Abstract
An open source software (Aerosol and Air Quality Research Lab-Aerosol Dynamics Model, AAQRL-ADM) used for aerosol dynamics simulations is developed by including four models: discrete, discrete-sectional, method of moments, and modal. First, the mathematical description of these models as well as the effects of aerosol dynamics available in the software are reviewed, and a modal model is developed to use multiple modes to represent particle size spectrum. Second, the design of a working principle and user graphical interface (GUI) of AAQRL-ADM is described. Third, the models in AAQRL-ADM are validated by investigating the evolution of particle size distribution (PSD) in considering the effects of coagulation, condensation, and nucleation. Next, the trade-off between simulation accuracy and numerical efficiency is discussed for all of the four models, and a guide to choosing the appropriate aerosol dynamic model in practical simulation is presented. Finally, discrete-sectional, moment, and modal models are used to investigate the particle size distribution in a furnace aerosol reactor along a streamline, coupled with the velocity and temperature profiles. AAQRL-ADM is provided free of charge for the use of public researchers.
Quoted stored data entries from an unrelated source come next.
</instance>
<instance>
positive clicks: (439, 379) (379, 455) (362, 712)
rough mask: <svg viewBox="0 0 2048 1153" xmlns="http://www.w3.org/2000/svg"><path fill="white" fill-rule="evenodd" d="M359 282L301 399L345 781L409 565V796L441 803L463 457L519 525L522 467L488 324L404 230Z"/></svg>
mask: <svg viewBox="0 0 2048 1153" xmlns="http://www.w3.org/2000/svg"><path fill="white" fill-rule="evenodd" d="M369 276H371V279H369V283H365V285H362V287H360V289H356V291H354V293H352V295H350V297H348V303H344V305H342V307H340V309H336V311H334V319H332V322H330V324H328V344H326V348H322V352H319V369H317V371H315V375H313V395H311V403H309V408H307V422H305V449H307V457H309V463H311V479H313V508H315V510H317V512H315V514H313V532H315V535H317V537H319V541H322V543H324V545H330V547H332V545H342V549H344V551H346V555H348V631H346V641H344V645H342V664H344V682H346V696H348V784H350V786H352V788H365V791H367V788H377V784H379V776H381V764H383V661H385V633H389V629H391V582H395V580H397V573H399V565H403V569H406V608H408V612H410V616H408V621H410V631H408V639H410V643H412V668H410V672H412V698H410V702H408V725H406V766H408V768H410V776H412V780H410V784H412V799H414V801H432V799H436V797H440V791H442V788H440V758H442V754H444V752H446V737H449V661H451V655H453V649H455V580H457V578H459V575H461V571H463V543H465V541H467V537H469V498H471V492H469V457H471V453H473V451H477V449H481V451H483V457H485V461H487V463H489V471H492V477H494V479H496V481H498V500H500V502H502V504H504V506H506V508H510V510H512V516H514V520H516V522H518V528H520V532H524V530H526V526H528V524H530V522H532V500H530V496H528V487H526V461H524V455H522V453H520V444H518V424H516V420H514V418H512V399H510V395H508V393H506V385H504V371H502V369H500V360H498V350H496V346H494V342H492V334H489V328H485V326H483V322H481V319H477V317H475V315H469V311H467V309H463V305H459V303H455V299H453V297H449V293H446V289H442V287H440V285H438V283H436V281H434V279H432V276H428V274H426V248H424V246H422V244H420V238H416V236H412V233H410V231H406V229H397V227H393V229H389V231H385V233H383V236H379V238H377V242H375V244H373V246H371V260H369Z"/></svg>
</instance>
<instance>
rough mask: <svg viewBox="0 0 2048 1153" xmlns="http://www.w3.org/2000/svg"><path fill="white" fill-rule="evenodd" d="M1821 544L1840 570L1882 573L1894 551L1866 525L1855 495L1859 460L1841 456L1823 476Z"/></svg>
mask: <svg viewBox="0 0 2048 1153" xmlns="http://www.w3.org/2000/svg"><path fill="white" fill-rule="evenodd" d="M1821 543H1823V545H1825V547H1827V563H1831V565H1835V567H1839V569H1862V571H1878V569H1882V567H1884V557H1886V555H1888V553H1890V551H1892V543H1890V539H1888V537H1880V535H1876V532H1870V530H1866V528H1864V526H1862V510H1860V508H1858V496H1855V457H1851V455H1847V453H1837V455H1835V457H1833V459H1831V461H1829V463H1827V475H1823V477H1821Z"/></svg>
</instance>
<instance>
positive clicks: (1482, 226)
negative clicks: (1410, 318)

Copyright © 2020 American Association for Aerosol Research
EDITOR:
Acknowledgments
The computing of the discrete and modal models was performed using the facilities of the Washington University Center for High Performance Computing (CHPC), which is partially funded by grant NCRR 1S10RR022984-01A1.
Funding
This work was supported by a grant from the National Science Foundation, SusChEM: Ultrafine Particle Formation in Advanced Low Carbon Combustion Processes; CBET 1705864. H.Z. was supported by the Natural Science Foundation of Beijing [Grant No. 3184051]. High Performance Computing (CHPC) is partially funded by grant NCRR 1S10RR022984-01A1.
Notes
1 As described in the introduction of the discrete model, the total number of discrete size needed in the condensation case is estimated as (100 nm/0.68 nm)3 ∼ 3.2 × 106.